Eddy menilai sikap kru KRI Tjiptadi-381 yang menahan diri sudah tepat. Tindakan mereka dianggap sudah sesuai dengan hukum internasional.
“Tindakan KRI Tjiptadi-381 yang menahan diri juga sudah tepat karena berdasarkan hukum internasional, khususnya pada kasus Guyana v Suriname (dalam forum Arbitral Tribunal UNCLOS pada tahun 2004), penggunaan use of force hanya dapat dibenarkan jika memenuhi tiga syarat: tidak terhindarkan, kewajaran (reasonableness) dan keharusan (necessity),” kata Eddy.
Namun, terlepas dari itu, Eddy menyarankan semua pihak agar tak buru-buru menentukan lokasi kejadian adalah wilayah kedaulatan Indonesia. Menurut Eddy, ada kemungkinan titik terjadinya peristiwa itu berada di kawasan Zona Ekonomi Eksklusif (ZEE) yang sama-sama diklaim kedua belah pihak, yakni Indonesia maupun Vietnam. Bila demikian adanya, maka dua pihak sama-sama berhak melakukan patroli dan menghalangi penegakan hukum oleh negara lain.
“Pemerintah RI sebaiknya memiliki standar pedoman bersama di wilayah tumpang tindih klaim seperti ini, sehingga penegakan hukumnya tidak selalu disamakan dengan wilayah ZEE lainnya yang sudah jelas,” kata Eddy.
Pendapat hampir senada disampaikan oleh Guru besar hukum internasional Universitas Indonesia, Hikmahanto Juwana. Dia berpendapat ada masalah tumpang tindih klaim di titik terjadinya tabrakan.
“Insiden yang terjadi di wilayah Laut Natuna Utara karena adanya klaim tumpang-tindih antara Indonesia dan Vietnam atas Zona Ekonomi Eksklusif (ZEE),” kata Hikmahanto dalam keterangan persnya.
Tumpang-tindih yang dimaksud bukanlah soal laut teritorial di bawah kedaulatan negara, melainkan batas ZEE. ZEE merupakan laut lepas, negara yang bersangkutan punya hak berdaulat (sovereign right) atas sumber daya alam yang ada di dalam kolom laut. Indonesia dan Vietnam belum punya perjanjian batas ZEE ini.

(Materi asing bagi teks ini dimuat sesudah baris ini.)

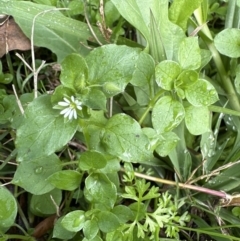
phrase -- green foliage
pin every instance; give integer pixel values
(81, 141)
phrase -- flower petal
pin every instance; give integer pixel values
(71, 114)
(79, 107)
(68, 112)
(65, 111)
(72, 98)
(75, 114)
(62, 103)
(66, 100)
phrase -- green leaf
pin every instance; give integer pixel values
(74, 72)
(93, 129)
(237, 79)
(117, 65)
(74, 221)
(123, 137)
(93, 98)
(167, 114)
(201, 93)
(92, 160)
(65, 180)
(227, 42)
(123, 213)
(227, 180)
(166, 143)
(76, 7)
(144, 70)
(116, 236)
(189, 55)
(107, 221)
(6, 78)
(62, 34)
(186, 78)
(8, 209)
(236, 211)
(90, 229)
(43, 130)
(111, 13)
(43, 206)
(181, 10)
(112, 89)
(60, 232)
(166, 72)
(101, 189)
(37, 171)
(197, 119)
(142, 13)
(206, 56)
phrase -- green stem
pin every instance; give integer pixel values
(183, 185)
(223, 110)
(226, 81)
(17, 237)
(150, 105)
(230, 14)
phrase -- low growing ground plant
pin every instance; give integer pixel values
(121, 120)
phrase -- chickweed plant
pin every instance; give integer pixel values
(121, 123)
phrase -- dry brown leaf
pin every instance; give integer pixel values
(12, 37)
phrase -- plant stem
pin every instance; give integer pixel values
(226, 81)
(150, 105)
(182, 185)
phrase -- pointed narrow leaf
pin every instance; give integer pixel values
(197, 119)
(65, 180)
(181, 10)
(8, 209)
(43, 130)
(227, 42)
(112, 64)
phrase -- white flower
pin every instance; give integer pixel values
(70, 107)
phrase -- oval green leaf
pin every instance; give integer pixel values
(166, 72)
(66, 180)
(189, 55)
(107, 221)
(60, 232)
(92, 160)
(167, 114)
(74, 221)
(37, 171)
(123, 137)
(74, 72)
(90, 229)
(43, 130)
(43, 205)
(101, 190)
(166, 143)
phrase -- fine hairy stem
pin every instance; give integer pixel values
(226, 81)
(183, 185)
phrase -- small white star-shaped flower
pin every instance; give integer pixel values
(71, 107)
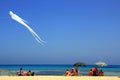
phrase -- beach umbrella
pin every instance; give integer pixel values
(80, 64)
(101, 64)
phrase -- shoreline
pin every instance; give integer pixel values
(59, 77)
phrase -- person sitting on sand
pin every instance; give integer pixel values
(101, 73)
(95, 71)
(90, 73)
(73, 72)
(67, 73)
(33, 73)
(21, 72)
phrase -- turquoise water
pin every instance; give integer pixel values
(59, 70)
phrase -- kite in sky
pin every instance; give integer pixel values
(23, 22)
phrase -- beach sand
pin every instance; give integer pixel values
(59, 78)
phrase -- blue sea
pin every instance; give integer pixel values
(57, 70)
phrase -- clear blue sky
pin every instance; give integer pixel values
(75, 30)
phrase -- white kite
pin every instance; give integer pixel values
(22, 21)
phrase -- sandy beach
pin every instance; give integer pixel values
(59, 78)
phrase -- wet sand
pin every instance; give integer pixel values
(59, 78)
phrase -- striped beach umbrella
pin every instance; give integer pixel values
(101, 64)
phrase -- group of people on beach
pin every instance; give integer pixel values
(73, 72)
(92, 72)
(95, 72)
(21, 73)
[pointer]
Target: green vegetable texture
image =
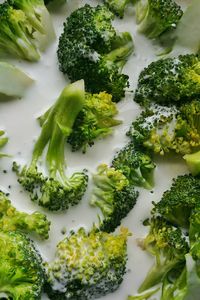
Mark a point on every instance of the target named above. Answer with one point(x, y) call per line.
point(55, 191)
point(87, 265)
point(114, 195)
point(21, 272)
point(91, 49)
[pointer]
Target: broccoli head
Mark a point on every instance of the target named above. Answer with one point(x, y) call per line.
point(87, 265)
point(91, 49)
point(21, 272)
point(55, 191)
point(178, 202)
point(95, 120)
point(168, 245)
point(136, 165)
point(163, 129)
point(117, 6)
point(114, 195)
point(170, 80)
point(16, 34)
point(11, 219)
point(154, 17)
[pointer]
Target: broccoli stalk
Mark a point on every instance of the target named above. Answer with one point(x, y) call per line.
point(11, 219)
point(156, 16)
point(21, 272)
point(114, 195)
point(136, 165)
point(193, 162)
point(117, 6)
point(56, 191)
point(87, 265)
point(167, 244)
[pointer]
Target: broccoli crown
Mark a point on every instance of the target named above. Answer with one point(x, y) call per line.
point(170, 80)
point(177, 203)
point(136, 165)
point(156, 16)
point(55, 191)
point(163, 129)
point(95, 120)
point(114, 195)
point(169, 247)
point(21, 272)
point(16, 34)
point(87, 265)
point(11, 219)
point(90, 48)
point(117, 6)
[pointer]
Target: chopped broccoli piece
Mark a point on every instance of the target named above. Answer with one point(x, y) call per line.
point(136, 165)
point(193, 162)
point(170, 80)
point(178, 202)
point(87, 265)
point(11, 219)
point(55, 191)
point(163, 129)
point(21, 272)
point(144, 296)
point(114, 195)
point(95, 120)
point(90, 48)
point(16, 34)
point(13, 82)
point(117, 6)
point(168, 245)
point(154, 17)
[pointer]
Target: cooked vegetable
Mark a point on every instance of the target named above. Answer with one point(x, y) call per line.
point(87, 265)
point(55, 191)
point(91, 49)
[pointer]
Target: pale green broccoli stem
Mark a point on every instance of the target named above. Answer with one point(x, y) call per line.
point(123, 47)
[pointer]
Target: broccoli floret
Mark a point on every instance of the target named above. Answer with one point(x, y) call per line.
point(163, 129)
point(21, 272)
point(91, 49)
point(170, 80)
point(117, 6)
point(156, 16)
point(178, 202)
point(168, 245)
point(87, 265)
point(114, 195)
point(193, 162)
point(11, 219)
point(37, 16)
point(55, 191)
point(16, 34)
point(95, 120)
point(136, 165)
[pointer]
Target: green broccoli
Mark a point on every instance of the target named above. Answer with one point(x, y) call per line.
point(136, 165)
point(193, 162)
point(21, 272)
point(168, 245)
point(95, 120)
point(114, 195)
point(117, 6)
point(154, 17)
point(170, 80)
point(16, 34)
point(11, 219)
point(55, 191)
point(91, 49)
point(164, 129)
point(178, 202)
point(87, 265)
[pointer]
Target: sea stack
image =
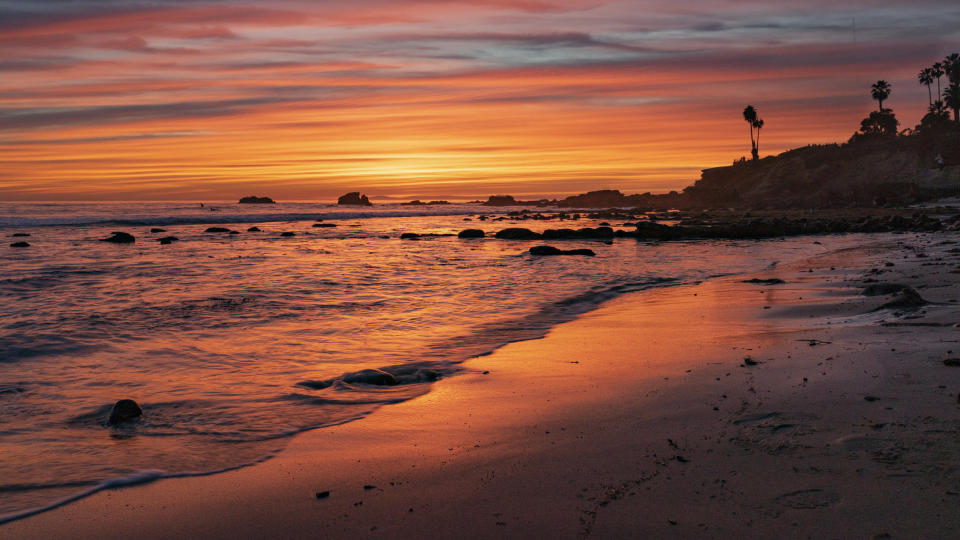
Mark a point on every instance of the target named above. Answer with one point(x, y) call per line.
point(354, 198)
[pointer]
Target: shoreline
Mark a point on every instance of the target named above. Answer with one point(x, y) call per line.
point(556, 436)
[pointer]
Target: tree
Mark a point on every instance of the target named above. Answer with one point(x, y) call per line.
point(750, 117)
point(880, 91)
point(926, 78)
point(758, 123)
point(880, 124)
point(951, 97)
point(938, 71)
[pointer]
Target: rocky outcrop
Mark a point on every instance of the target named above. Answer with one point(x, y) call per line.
point(517, 233)
point(125, 410)
point(354, 198)
point(550, 250)
point(120, 238)
point(251, 199)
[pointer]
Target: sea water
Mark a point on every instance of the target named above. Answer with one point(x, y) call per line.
point(232, 343)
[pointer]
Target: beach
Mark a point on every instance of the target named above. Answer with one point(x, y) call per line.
point(714, 409)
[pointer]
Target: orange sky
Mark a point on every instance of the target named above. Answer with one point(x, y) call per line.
point(427, 99)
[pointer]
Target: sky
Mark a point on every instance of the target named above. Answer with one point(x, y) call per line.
point(306, 100)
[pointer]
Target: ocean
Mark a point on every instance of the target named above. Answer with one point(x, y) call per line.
point(233, 343)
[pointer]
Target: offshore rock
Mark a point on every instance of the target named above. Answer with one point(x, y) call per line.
point(124, 410)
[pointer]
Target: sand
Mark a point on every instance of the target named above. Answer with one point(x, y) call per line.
point(643, 418)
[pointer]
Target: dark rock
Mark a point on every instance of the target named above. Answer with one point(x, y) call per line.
point(256, 200)
point(517, 233)
point(354, 198)
point(120, 238)
point(376, 377)
point(124, 410)
point(550, 250)
point(470, 233)
point(907, 300)
point(882, 289)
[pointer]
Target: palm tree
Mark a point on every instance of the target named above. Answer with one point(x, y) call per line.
point(758, 123)
point(938, 71)
point(750, 117)
point(951, 96)
point(926, 78)
point(880, 91)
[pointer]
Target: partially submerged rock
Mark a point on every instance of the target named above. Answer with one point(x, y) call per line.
point(120, 238)
point(124, 410)
point(550, 250)
point(251, 199)
point(354, 198)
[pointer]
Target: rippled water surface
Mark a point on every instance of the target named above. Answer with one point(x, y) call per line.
point(233, 342)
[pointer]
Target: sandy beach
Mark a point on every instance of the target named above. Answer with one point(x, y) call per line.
point(718, 410)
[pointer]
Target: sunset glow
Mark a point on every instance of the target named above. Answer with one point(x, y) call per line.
point(405, 99)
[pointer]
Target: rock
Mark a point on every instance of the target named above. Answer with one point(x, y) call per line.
point(550, 250)
point(470, 233)
point(354, 198)
point(517, 233)
point(124, 410)
point(907, 300)
point(256, 200)
point(882, 289)
point(376, 377)
point(120, 238)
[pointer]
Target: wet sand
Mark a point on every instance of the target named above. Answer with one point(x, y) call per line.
point(643, 418)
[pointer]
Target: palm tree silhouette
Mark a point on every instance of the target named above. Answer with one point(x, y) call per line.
point(926, 78)
point(758, 123)
point(880, 91)
point(750, 117)
point(938, 71)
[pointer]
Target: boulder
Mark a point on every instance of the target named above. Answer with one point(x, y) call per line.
point(550, 250)
point(517, 233)
point(354, 198)
point(256, 200)
point(120, 238)
point(124, 410)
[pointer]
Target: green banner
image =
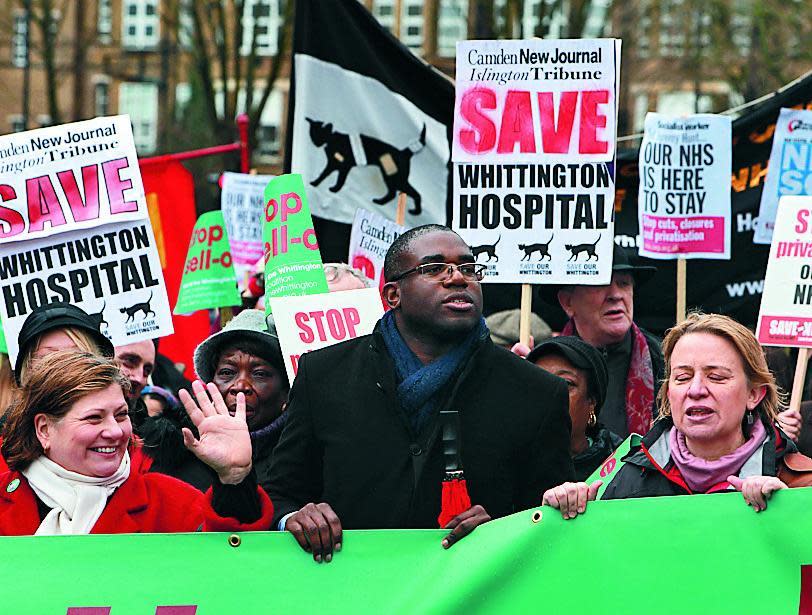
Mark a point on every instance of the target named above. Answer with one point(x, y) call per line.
point(294, 264)
point(208, 275)
point(690, 554)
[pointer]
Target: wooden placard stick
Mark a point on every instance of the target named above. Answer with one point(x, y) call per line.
point(681, 289)
point(400, 214)
point(524, 315)
point(798, 381)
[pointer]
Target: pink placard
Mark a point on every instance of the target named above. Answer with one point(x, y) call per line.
point(785, 331)
point(668, 235)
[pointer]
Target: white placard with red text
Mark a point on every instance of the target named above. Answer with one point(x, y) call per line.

“Hingga saat ini antar kedua negara belum memiliki perjanjian batas ZEE. Akibatnya, nelayan Vietnam bisa menangkap di wilayah tumpang-tindih dan akan dianggap sebagai penangkapan secara ilegal oleh otoritas Indonesia. Demikian pula sebaliknya,” kata Hikmahanto.
Bagi Hikmahanto, cara Kemenlu menyelesaikan persoalan berlatar ZEE ini sudah tepat. Kemenlu mengajukan protes dengan cara memanggil Dubes Vietnam untuk Indonesia.
Protes yang dimaksud adalah bukan karena Vietnam melanggar ZEE Indonesia. Tetapi karena Vietnam menggunakaan cara penabrakan ke kapal Indonesia. Seharusnya, sambung Hikmahanto, negara ASEAN mengedepankan cara-cara musyawarah dalam menyelesaikan masalah.
“Protes dilakukan atas cara kapal coast guard Vietnam yang hendak menghentikan KRI Tjiptadi 381 dengan cara penabrakan,” kata Hikmahanto.
Terkait perbatasan ZEE ini, Wapres Jusuf Kalla angkat bicara. JK mengatakan perbatasan ZEE ini memang menjadi pangkal gesekan kapal TNI AL dan kapal Vietnam.
“Kalau perbatasan Indonesia-Vietnam itu ‘kan masih berunding, batas kontinennya masih dibahas. Itulah yang terjadi, Indonesia mengklaim, Vietnam mengklaim. Maka, terjadi bentrok di situ,” kata Wapres JK.